Travel Destination: Sout-East Asia, Street Food in Thailand
After traversing every aisle of food carts and woks on my mission to find the freshest, most interesting and tasty-looking dishes, I was often met with earnestly shaking heads or “No, you don’t want that - that’s Thai food!” by English speaking cooks or bystanders when I pointed and gestured and tried to ask for a meal I knew I truly wanted. On my first such adventure, I did not know that the custom was for the cook to show the ladle with the amount of the garlic and chili for you to indicate how much you wanted: thinking she was simply asking if I wanted those Thai ingredients, I nodded vigorously at the heaped display, and in it all went! Yes, it was Thai food, and I enjoyed every sizzling touch to my lips under the watchful, laughing eyes of the vendors and bystanders who had gathered.

A Guide to Living in Asia’s City of Angels
I spent as much time learning about, admiring and experiencing the food as I did with major tourist attractions, often spending hours strolling through streets and markets taking in the sights and smells and sounds: quiet clucking rising up from a heap of vibrantly coloured roosters or hens tied together at the feet - a Thai rooster’s plumage is extraordinarily beautiful; plastic tubs and buckets just full enough of murky grey water to keep the fish, frogs or turtles alive until a sale was clinched; mounds and mounds of green and red, and purple and orange; the pleasant stench of durian and jackfruit - pleasant because I was just so thrilled and in awe of it all!

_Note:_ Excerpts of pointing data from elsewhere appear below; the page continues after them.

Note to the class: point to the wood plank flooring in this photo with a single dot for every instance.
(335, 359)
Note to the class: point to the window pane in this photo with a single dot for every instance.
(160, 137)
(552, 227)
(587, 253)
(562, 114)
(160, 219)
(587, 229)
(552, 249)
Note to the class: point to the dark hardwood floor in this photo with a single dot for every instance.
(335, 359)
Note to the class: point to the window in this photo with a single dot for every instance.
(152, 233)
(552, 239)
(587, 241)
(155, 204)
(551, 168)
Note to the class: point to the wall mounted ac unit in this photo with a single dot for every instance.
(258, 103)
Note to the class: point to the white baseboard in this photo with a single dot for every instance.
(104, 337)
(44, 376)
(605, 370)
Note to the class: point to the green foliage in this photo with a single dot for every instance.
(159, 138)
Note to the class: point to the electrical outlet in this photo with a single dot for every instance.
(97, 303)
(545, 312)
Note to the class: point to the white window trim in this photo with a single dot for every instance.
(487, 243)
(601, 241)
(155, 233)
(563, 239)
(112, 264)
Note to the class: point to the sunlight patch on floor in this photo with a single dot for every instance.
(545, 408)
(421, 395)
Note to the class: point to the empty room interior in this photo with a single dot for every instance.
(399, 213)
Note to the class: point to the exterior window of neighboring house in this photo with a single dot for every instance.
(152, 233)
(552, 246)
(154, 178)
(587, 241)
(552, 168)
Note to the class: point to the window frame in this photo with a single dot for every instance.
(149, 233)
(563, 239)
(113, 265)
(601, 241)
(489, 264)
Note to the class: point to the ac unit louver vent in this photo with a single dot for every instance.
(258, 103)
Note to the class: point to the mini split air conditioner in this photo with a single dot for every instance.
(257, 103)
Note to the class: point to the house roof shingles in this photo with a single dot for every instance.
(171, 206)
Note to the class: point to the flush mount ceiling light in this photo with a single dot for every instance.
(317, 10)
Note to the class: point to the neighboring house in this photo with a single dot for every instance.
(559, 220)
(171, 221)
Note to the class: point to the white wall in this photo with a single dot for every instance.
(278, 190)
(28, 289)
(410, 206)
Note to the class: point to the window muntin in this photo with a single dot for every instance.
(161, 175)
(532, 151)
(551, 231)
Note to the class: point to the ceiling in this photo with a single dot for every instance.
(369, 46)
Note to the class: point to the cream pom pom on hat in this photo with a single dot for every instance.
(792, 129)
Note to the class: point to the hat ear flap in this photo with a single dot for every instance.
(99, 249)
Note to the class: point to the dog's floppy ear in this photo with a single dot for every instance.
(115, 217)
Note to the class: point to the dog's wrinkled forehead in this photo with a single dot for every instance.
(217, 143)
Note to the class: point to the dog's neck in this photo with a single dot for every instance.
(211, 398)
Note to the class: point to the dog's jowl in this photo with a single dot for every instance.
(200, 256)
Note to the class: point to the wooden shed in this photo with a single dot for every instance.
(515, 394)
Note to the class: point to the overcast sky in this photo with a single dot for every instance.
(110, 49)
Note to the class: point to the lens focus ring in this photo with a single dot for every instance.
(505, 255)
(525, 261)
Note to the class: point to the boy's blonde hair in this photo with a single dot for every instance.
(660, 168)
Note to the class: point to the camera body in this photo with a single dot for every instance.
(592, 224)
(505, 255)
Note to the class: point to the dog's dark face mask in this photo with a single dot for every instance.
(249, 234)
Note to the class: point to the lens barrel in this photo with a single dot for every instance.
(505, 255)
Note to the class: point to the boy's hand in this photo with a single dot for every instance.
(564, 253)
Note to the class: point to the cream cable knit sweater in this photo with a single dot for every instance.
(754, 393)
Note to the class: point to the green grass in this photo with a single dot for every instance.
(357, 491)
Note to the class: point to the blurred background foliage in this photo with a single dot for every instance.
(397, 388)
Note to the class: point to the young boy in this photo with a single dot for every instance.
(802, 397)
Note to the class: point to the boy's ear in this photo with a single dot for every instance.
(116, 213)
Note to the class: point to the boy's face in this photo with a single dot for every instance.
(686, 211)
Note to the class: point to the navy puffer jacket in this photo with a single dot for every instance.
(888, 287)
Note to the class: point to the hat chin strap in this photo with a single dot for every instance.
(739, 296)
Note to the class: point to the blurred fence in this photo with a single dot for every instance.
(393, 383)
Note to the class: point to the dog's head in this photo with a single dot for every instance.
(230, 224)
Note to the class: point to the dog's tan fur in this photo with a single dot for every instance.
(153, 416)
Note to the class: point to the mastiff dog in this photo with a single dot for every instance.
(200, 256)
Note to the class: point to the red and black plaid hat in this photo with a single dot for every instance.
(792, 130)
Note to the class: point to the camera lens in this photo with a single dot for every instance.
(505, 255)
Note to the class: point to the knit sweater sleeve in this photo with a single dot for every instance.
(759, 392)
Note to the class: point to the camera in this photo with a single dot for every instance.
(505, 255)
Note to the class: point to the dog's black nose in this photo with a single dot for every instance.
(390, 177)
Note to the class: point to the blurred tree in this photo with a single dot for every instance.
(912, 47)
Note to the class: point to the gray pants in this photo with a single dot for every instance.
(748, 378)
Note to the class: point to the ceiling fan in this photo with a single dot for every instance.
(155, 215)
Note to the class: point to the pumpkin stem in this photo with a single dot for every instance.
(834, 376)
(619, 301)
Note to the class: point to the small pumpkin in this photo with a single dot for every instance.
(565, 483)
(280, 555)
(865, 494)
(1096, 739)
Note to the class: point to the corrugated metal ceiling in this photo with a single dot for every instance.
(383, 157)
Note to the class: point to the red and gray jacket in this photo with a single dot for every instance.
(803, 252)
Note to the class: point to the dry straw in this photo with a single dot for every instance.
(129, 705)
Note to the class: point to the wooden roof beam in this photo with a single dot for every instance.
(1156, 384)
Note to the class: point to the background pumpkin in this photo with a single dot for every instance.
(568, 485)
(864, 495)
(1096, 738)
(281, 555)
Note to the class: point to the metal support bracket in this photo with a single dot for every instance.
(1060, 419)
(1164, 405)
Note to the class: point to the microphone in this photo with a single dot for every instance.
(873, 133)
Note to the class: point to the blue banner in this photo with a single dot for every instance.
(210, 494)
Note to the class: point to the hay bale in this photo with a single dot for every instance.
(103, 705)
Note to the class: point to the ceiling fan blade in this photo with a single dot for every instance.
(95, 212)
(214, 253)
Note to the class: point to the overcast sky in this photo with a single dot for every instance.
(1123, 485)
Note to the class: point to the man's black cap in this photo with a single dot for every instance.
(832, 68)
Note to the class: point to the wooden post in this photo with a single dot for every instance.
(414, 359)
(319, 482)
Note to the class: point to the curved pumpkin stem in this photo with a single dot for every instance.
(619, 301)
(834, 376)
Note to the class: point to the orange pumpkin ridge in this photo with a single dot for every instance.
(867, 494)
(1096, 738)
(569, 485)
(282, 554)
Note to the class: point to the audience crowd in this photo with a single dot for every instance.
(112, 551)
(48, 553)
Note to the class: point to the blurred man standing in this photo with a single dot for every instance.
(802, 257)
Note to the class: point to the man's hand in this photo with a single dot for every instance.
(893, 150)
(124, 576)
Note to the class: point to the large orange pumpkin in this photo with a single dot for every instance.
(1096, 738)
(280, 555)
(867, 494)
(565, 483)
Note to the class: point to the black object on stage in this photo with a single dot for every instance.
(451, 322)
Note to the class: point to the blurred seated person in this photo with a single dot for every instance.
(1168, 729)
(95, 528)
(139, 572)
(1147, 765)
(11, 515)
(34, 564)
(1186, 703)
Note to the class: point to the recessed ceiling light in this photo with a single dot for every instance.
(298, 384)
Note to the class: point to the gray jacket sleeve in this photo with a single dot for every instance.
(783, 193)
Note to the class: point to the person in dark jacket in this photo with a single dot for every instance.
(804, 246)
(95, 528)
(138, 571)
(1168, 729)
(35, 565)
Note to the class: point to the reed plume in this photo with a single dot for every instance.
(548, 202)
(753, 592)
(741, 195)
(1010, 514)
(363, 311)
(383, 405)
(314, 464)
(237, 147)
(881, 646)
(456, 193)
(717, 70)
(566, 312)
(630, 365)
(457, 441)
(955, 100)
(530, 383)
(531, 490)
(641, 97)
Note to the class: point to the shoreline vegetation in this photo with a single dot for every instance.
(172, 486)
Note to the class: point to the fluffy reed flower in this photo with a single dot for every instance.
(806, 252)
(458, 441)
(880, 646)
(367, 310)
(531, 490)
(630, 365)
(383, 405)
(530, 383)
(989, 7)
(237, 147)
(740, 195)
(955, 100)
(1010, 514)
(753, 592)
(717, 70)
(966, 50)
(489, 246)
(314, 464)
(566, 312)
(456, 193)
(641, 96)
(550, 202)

I tried deep-fried grasshoppers at a carnival in Kanchanaburi during a sound and light show of “The Bridge On The River Kwai” that ended with a fabulous fireworks display recreating the Allied bombing campaign that destroyed the bridges of the Death Railway in 1945. I tried a few tiny roasted wood worms offered by a very thin host in a northern hill-tribe village near the Myanmar border, and feared that I was eating his family out of house and home. I discovered countless traditional dishes I had never tasted and savoured authentic versions of some I had had in Toronto’s newly arrived Thai restaurants. As often as I could, I watched their creation so that I could try to replicate them when I got home and got a kitchen again.